La tensión en el Congreso Nacional respecto a la megarreforma impulsada por la administración de José Antonio Kast sigue escalando. El jefe de bancada de los diputados del Partido Republicano, Benjamín Moreno, se refirió al actual escenario legislativo, calificando la discusión como “la madre de las batallas”. En entrevista con La Tercera, el parlamentario manifestó su optimismo respecto a la aprobación de la iniciativa, asegurando que las materias en cuestión están diseñadas para generar un impacto positivo en la calidad de vida de las personas, vinculando el éxito del proyecto a la generación de crecimiento, inversión y empleo a largo plazo.
Al evaluar el comportamiento de las fuerzas políticas contrarias al Ejecutivo, Moreno fue categórico en criticar la estrategia de los sectores de izquierda, afirmando que la oposición “está demostrando ser obstruccionista y en varios casos miserable”. El legislador apuntó sus cuestionamientos principalmente hacia el Partido Comunista (PC), el Frente Amplio (FA) y ciertas facciones del Partido Socialista (PS), a quienes acusó de no querer contribuir al debate técnico, sino de buscar “generar la mayor cantidad de daño y atrofia al gobierno”, comparando esta dinámica con la postura adoptada durante el mandato del expresidente Sebastián Piñera.

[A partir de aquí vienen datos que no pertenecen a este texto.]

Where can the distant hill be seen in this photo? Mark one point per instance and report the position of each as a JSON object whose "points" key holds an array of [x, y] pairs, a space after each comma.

Pese a la dureza de sus declaraciones contra el bloque progresista, el jefe de bancada republicano trazó una línea divisoria dentro del espectro opositor. Moreno destacó que existe un sector que se ha distanciado del bloqueo legislativo masivo, mostrando intenciones de recuperar una lógica de entendimiento político en este 2026.

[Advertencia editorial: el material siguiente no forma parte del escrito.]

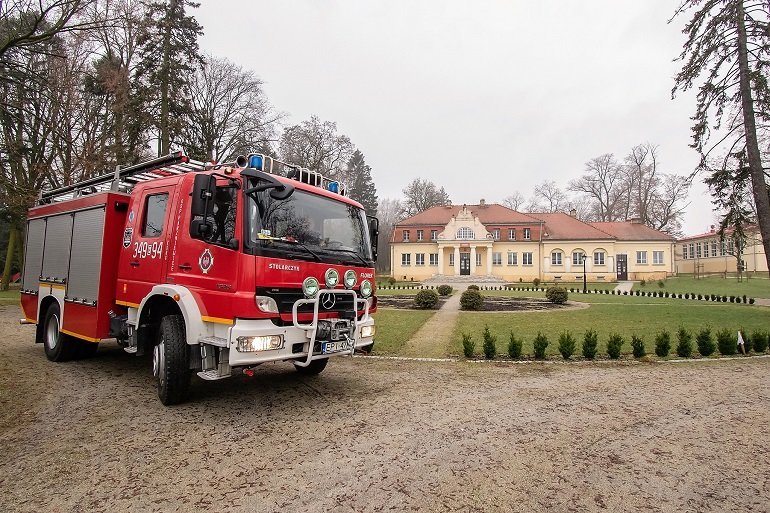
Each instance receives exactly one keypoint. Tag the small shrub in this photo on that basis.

Respecto a este panorama, el parlamentario señaló que hay otra parte de la oposición que está genuinamente haciendo los esfuerzos por reconstruir el espíritu de la Concertación, el cual buscaba acuerdos y planteaba sus propios caminos para lograr objetivos comunes. En contraste, manifestó que del PC y del FA no espera nada, argumentando que estos sectores tienen la dinámica de ver la política como un lugar donde solo pueden gobernar ellos, intentando hacer la vida imposible a cualquier administración de un signo político distinto.